East Germany, 1979. Two families, the Strelzyks and the Wetzels, conspire to secretly build a hot air balloon and use it to cross the border into the West. When they barely survive their first attempt, they must race against time to construct and launch a second balloon before the Stasi track them down.
There is a chance that you may be familiar with the story of the Strelzyks and the Wetzels via the 1982 Disney production Night Crossing. (It was the early 80s and Disney was making a lot of weird films.) Indeed it’s only through the intervention of Hollywood-based director/producer Roland Emmerich that the rights were wrested back to enable this new – and first – German adaptation of the iconic escape story. It is not a worthwhile production simply because the German cast and crew lend it an air of authenticity. Disney’s production, while admirable, contorted real events into a family adventure film.
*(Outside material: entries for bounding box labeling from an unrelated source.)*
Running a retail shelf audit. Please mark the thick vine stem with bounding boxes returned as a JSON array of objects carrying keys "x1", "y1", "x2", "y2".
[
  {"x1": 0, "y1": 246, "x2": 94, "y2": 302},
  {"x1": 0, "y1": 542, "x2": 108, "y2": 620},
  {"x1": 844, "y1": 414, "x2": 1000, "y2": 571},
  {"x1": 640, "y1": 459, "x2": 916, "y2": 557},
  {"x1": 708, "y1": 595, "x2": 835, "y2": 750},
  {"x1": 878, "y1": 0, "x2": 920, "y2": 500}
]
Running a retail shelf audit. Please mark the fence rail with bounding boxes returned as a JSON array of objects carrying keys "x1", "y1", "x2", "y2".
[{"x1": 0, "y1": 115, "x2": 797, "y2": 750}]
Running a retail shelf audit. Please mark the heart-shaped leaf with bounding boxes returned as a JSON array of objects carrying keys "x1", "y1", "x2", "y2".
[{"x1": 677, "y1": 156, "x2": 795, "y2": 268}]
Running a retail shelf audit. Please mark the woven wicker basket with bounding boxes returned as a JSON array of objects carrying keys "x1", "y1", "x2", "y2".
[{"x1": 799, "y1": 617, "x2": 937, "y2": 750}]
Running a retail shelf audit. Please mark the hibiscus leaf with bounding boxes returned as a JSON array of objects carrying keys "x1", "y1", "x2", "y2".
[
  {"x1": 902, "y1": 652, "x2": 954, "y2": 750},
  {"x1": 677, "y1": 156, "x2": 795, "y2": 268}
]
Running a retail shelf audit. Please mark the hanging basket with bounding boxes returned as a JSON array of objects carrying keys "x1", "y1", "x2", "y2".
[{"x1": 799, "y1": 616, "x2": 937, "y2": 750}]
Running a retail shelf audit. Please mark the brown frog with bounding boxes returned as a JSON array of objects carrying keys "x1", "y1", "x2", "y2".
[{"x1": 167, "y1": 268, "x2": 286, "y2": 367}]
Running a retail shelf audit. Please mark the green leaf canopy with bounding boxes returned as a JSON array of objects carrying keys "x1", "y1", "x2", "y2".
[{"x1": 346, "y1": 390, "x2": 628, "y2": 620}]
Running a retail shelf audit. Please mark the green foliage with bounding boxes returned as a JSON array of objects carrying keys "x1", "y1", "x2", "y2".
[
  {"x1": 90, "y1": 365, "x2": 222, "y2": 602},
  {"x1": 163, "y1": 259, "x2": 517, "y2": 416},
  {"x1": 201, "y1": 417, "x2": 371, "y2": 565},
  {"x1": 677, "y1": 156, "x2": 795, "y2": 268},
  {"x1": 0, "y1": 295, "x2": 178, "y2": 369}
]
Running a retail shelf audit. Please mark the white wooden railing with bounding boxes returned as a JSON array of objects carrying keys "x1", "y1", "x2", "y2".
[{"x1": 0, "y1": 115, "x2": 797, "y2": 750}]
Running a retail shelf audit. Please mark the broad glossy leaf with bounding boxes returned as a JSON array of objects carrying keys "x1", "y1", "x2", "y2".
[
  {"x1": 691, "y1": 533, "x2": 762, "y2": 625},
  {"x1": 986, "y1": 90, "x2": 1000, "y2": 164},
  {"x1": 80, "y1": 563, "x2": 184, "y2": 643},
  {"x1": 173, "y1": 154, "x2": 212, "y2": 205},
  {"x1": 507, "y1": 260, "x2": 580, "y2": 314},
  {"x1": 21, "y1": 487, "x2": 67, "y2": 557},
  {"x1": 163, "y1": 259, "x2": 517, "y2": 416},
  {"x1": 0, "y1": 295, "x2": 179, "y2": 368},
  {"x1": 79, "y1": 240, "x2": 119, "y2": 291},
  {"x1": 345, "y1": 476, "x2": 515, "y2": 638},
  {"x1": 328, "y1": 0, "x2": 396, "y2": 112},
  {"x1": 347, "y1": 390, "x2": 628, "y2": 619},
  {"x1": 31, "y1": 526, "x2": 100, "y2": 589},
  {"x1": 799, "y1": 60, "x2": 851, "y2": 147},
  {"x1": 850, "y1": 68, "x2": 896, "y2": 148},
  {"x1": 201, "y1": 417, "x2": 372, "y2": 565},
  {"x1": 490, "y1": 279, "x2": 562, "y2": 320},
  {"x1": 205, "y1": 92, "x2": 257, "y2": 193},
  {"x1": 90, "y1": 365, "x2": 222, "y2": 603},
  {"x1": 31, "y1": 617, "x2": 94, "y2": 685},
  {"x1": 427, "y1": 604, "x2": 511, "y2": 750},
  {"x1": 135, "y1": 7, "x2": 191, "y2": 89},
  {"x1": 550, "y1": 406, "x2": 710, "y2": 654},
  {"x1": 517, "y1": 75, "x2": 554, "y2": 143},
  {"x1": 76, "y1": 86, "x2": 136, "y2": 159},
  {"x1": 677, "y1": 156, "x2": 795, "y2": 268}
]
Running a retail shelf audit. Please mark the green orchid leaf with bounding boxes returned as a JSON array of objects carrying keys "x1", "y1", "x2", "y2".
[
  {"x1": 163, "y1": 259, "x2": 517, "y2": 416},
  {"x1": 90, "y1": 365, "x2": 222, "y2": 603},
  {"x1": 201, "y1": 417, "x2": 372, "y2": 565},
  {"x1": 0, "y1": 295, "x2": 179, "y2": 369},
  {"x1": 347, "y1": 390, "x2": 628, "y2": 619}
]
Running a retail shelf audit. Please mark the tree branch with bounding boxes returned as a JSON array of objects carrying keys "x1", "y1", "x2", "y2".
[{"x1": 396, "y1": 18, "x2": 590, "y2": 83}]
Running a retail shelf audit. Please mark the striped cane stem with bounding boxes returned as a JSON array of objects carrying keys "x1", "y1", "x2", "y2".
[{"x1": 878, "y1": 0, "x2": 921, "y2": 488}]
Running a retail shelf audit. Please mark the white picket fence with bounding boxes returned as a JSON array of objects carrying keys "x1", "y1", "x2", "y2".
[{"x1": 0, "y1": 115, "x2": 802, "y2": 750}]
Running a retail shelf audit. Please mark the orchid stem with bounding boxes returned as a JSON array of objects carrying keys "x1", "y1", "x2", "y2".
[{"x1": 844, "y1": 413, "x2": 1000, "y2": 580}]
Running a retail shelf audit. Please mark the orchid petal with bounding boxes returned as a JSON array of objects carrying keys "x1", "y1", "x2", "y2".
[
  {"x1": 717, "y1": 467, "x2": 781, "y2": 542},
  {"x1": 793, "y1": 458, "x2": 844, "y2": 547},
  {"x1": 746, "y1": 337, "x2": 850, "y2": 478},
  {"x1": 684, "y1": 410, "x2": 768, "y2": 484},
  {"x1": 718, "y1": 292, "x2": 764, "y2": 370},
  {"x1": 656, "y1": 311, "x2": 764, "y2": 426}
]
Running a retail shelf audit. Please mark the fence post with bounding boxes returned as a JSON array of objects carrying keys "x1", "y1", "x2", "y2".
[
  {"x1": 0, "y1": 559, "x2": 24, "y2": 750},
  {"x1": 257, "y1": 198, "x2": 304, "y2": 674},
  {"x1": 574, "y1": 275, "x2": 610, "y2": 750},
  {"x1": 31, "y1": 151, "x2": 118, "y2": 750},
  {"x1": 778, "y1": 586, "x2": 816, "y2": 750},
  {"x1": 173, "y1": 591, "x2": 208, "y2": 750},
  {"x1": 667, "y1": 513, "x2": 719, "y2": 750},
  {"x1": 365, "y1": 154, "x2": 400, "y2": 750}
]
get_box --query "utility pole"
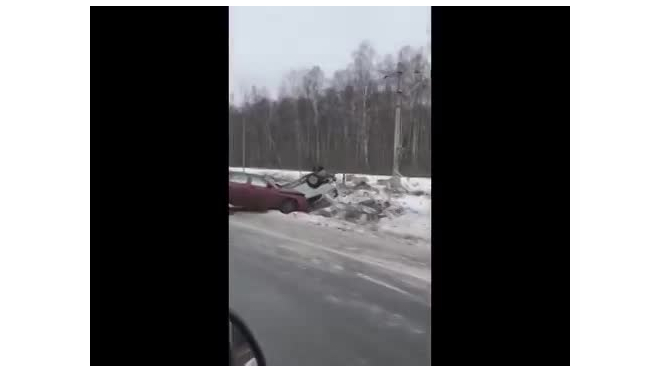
[392,67,403,178]
[383,63,403,178]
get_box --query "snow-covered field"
[229,167,431,247]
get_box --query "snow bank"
[229,167,431,195]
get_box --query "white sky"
[230,6,431,101]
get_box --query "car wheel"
[280,200,298,214]
[307,175,320,187]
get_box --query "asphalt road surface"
[229,213,431,365]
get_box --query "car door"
[229,173,250,207]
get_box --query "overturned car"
[278,167,339,207]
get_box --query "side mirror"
[229,310,266,366]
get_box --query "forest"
[229,41,432,176]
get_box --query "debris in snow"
[229,169,431,242]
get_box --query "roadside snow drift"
[229,167,431,244]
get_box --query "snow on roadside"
[229,167,431,195]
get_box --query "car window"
[252,177,268,188]
[229,174,248,184]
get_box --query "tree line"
[229,41,431,176]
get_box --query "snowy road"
[229,212,431,365]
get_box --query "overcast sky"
[230,6,431,101]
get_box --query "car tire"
[280,200,298,214]
[307,175,321,188]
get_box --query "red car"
[229,172,309,214]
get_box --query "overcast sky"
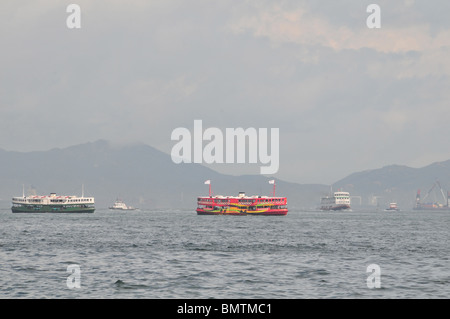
[0,0,450,184]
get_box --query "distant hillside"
[0,140,328,209]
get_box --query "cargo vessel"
[11,193,95,213]
[196,181,288,215]
[320,191,351,211]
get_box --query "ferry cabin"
[12,193,95,212]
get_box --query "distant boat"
[320,192,350,211]
[385,203,400,212]
[196,180,288,216]
[109,199,137,210]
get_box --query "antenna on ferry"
[205,179,211,197]
[269,179,276,197]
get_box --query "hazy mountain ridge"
[0,140,450,210]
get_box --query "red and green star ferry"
[196,180,288,215]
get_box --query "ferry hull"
[11,206,95,214]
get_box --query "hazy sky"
[0,0,450,184]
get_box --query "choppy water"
[0,210,450,299]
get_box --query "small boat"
[385,203,400,211]
[109,199,136,210]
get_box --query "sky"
[0,0,450,184]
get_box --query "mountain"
[0,140,328,210]
[0,140,450,210]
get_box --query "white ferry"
[11,193,95,213]
[320,192,350,210]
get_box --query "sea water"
[0,209,450,299]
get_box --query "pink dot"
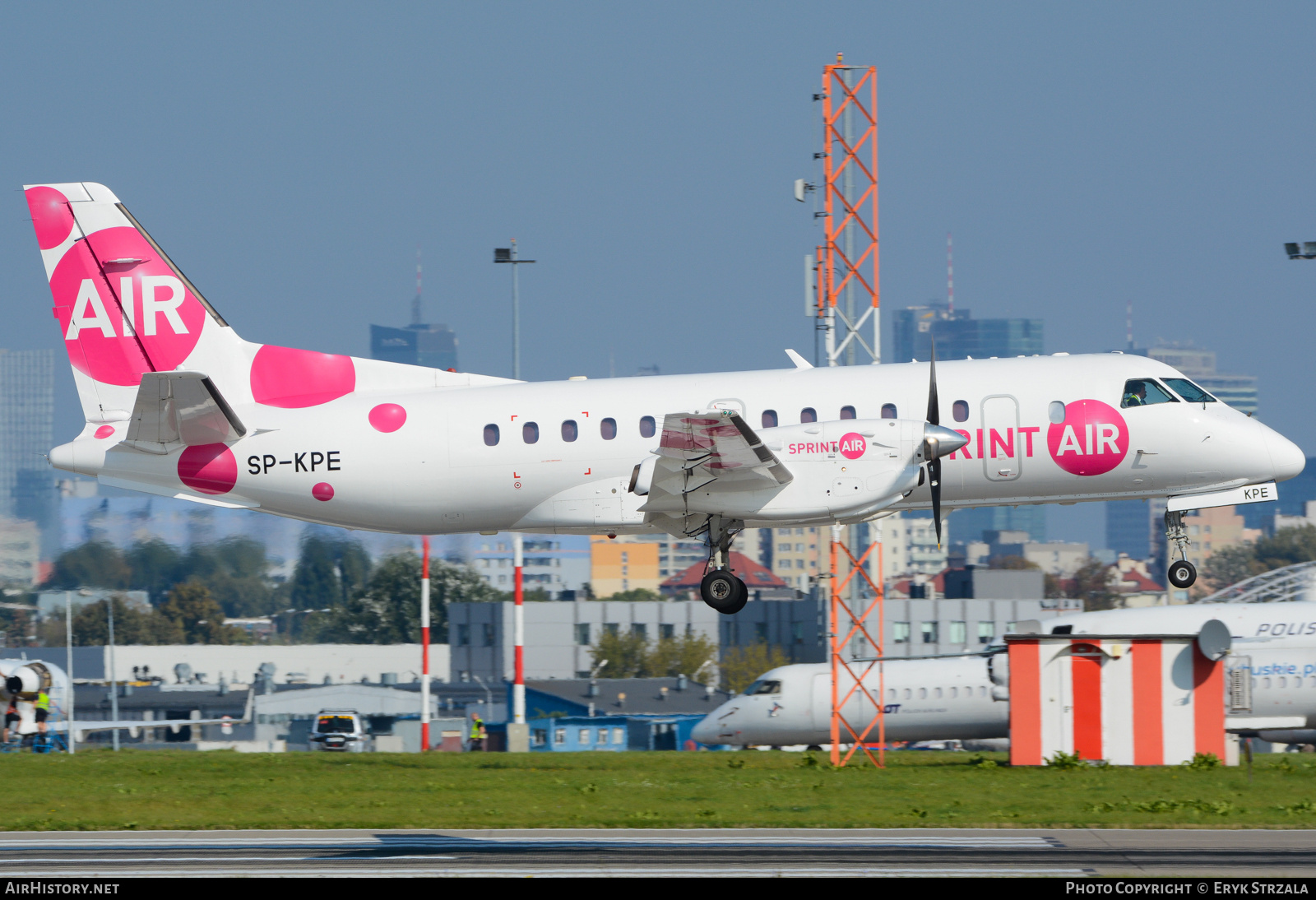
[178,443,239,494]
[370,402,406,434]
[252,343,357,409]
[28,187,74,250]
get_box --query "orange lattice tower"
[816,54,882,366]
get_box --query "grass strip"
[0,750,1316,830]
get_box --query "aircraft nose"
[1266,429,1307,481]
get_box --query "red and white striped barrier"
[1005,623,1235,766]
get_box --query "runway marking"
[0,834,1062,850]
[7,865,1095,878]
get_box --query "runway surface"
[0,829,1316,878]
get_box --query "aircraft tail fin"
[24,182,243,424]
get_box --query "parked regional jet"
[25,182,1304,613]
[691,601,1316,746]
[0,659,255,740]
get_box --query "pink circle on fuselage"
[1046,400,1129,475]
[28,187,74,250]
[370,402,406,434]
[50,226,206,387]
[841,432,869,459]
[252,343,357,409]
[178,443,239,494]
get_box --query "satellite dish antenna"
[1198,619,1233,662]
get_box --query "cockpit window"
[1165,378,1216,402]
[1120,378,1179,409]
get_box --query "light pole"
[105,597,118,750]
[494,238,537,382]
[419,534,429,753]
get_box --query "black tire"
[1167,559,1198,588]
[699,568,745,615]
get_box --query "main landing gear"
[699,516,748,616]
[1165,512,1198,588]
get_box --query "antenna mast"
[412,244,419,325]
[946,231,956,318]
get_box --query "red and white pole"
[419,534,430,753]
[512,534,525,725]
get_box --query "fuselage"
[693,601,1316,746]
[53,354,1304,534]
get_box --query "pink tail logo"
[28,187,206,386]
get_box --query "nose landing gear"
[1165,512,1198,588]
[699,516,748,616]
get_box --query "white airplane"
[691,601,1316,746]
[25,182,1304,613]
[0,659,255,742]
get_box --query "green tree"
[288,531,370,610]
[305,553,494,643]
[74,596,183,647]
[1242,525,1316,571]
[645,634,717,678]
[590,629,649,678]
[1202,544,1266,591]
[46,540,132,591]
[158,582,248,643]
[721,643,790,694]
[600,588,662,603]
[123,538,183,606]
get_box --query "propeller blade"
[928,341,941,425]
[928,459,941,547]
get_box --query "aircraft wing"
[641,409,795,512]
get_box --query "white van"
[309,709,370,753]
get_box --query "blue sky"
[0,0,1316,538]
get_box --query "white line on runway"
[5,865,1094,878]
[0,834,1054,850]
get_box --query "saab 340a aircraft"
[25,182,1304,613]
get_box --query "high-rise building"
[891,303,1042,362]
[0,350,55,522]
[370,323,456,369]
[950,507,1046,544]
[1134,345,1257,415]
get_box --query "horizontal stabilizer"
[125,373,246,454]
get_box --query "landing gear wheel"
[1169,559,1198,588]
[699,568,748,616]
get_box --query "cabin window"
[1165,378,1216,402]
[1120,378,1179,409]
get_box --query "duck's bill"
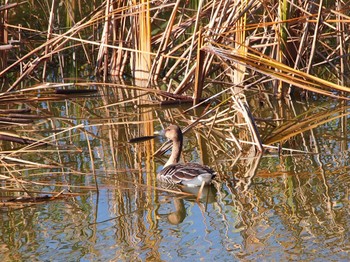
[129,136,157,143]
In the rather surprising hands of comedic actor/director Michael Bully Herbig, Balloon is a slickly-made and much more adult thriller.
The suspense ramps up from the get-go: the first balloon is too small to carry both families, so the Strelzyks go alone. They miss the Bavarian border by a few hundred metres, and must make their way back through 10 kilometres of forest to reach their car. They know their balloon will be found, and that – sooner or later – they will be found and executed by the secret police. This sets up a strong back-and-forth narrative. On one side, the Stasi begin their hunt for the mystery balloonists. On the other, both families race around the clock to make another balloon before they are discovered. The first balloon took 18 months to make. Tthey need a second within weeks.
The film boasts a fine attention to detail, and a strong sense of time and place. By using practical props wherever possible, Herbig and his crew develop a realism that many historical dramas lack. The paranoia, built through various angles, pauses, and musical cues, is often overwhelming.
As protagonists, Karoline Schuch and Friedrich Mücke play Doris and Peter Strelzyk to perfection. There is both a realism to them and a touching vulnerability. They are ably supported by the rest of the cast – David Cross and Alicia von Rittberg as the Wetzels, and Jonas Holdenreider and Tilman Döbler as sons Frank and Fitscher – and by a strong screenplay. Time is taken for moments of emotion and humanity, which further enhance the characters beyond a run-of-the-mill against-the-clock thriller.
The film’s most valuable player, however, is easily Thomas Kretschmann as the coolly professional Oberstleutnant Seidel. Tasked with tracking down the makers of the crashed hot air balloon, he is as relentless as he is methodical. It is rather reminiscent of Andrew Davis’ 1993 thriller The Fugitive, in which Tommy Lee Jones’ Agent Sam Gerard comes to dominate half of the film in his pursuit of Harrison Ford’s protagonist. Kreschmann brings a similar level of charm and intensity in his role. While you do not want him to succeed, it is addictive watching him work.
Balloon is a very commercially-minded film, straight-forward in the telling and conventional in execution. It is, however, a solid and hugely entertaining work. It is a true story worthy in the telling, and it is wonderful to finally see a German version of it on the screen.
Balloon opens nationally in Australian cinemas on 31 October.